One major obstacle that causes many CMSMEs to fail early is their inability to identify and reach target markets. Far too often, entrepreneurs rely on outdated, word-of-mouth promotion while neglecting the potential of digital tools. Many also lack a firm grasp of key business fundamentals such as branding, pricing strategies, consumer behaviour and effective packaging design. In an increasingly competitive market, this limits their reach and customer engagement. Moreover, insufficient budgets for advertising and promotion further marginalise their products in both domestic and international markets. While the SME Foundation has made commendable efforts by organising fairs and facilitating participation in international trade exhibitions, these initiatives simply aren't enough to address the deeper structural gaps in entrepreneurial capacity and market knowledge. Even the most innovative ventures will struggle to evolve into sustainable enterprises when they lack strong connections to the market.
Another significant challenge is the absence of tailored institutional support and policy frameworks. In a labour-intensive economy like Bangladesh's where formal employment opportunities are scarce, strengthening CMSMEs can drive inclusive growth, reduce poverty and enhance women's economic participation, especially as women represent 6.47 per cent of SME entrepreneurs.
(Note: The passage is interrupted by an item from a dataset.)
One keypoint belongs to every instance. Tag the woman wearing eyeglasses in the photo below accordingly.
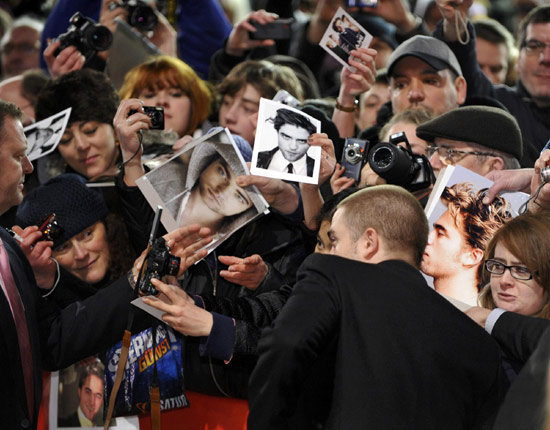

However, these businesses are often left to weather the storms of market competition without adequate support. Institutional training in business skills, marketing and customer engagement is notably absent. Moreover, the existing Competition Commission has done little to curb the dominance of large enterprises, further weakening CMSME competitiveness. Some government initiatives such as refinancing schemes and credit guarantees show promise but their full impact is yet to be realised. For example, the disbursement of stimulus packages has fallen short of targets in later phases and the sector's overall contribution to GDP remains stagnant compared to some neighbouring countries. This suggests a notable disparity between policy objectives and their execution on the ground.
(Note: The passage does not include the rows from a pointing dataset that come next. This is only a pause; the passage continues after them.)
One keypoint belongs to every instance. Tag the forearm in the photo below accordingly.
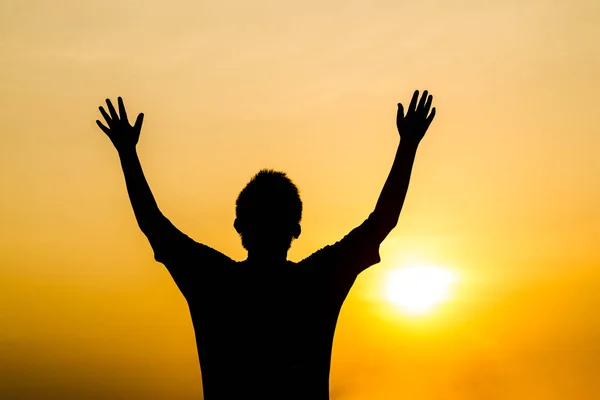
(147, 213)
(391, 199)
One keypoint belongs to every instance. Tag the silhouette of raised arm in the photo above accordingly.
(412, 126)
(124, 137)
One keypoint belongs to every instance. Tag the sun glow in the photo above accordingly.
(417, 289)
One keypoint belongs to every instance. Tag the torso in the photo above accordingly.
(266, 334)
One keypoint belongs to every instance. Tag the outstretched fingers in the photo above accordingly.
(107, 118)
(111, 109)
(138, 122)
(431, 116)
(427, 105)
(413, 102)
(122, 111)
(422, 100)
(104, 128)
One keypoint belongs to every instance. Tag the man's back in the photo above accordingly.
(266, 331)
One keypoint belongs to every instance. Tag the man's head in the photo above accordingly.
(268, 212)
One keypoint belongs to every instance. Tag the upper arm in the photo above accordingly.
(354, 253)
(187, 261)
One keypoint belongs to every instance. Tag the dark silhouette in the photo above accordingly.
(264, 326)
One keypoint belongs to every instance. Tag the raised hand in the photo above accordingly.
(123, 136)
(413, 125)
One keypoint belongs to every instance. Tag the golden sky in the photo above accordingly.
(503, 191)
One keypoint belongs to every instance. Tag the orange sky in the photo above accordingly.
(503, 190)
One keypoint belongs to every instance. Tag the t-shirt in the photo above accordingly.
(266, 331)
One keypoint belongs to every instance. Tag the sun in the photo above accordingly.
(417, 289)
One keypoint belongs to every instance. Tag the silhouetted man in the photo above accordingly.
(264, 326)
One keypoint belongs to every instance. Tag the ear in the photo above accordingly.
(297, 231)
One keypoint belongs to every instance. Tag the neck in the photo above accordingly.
(271, 257)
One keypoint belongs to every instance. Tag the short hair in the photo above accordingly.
(270, 192)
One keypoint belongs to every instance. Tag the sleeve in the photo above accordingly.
(187, 261)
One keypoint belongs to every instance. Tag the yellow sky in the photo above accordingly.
(504, 188)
To reverse the tide of early business failures and boost growth, the government must attend to the issues that held back CMSME sector from thriving. Entrepreneurs need continuous, practical training in core business skills, tailored to industry needs and delivered through accessible platforms like online courses and community workshops. Policy support must also be streamlined to ease access to raw materials and strengthen market linkages at the grassroots level. As proposed by industry leaders, establishing dedicated SME product exhibition centres would create vital spaces for showcasing products and direct interaction with buyers. Furthermore, effective enforcement of the Competition Law 2012 and strengthening the Competition Commission are crucial to ensure a level playing field and prevent large industrial groups from crowding out smaller enterprises. With the right support in market research, branding and digital integration, it is possible for the country to create an enabling ecosystem that will transform its CMSME industry into a lasting driver of employment and growth.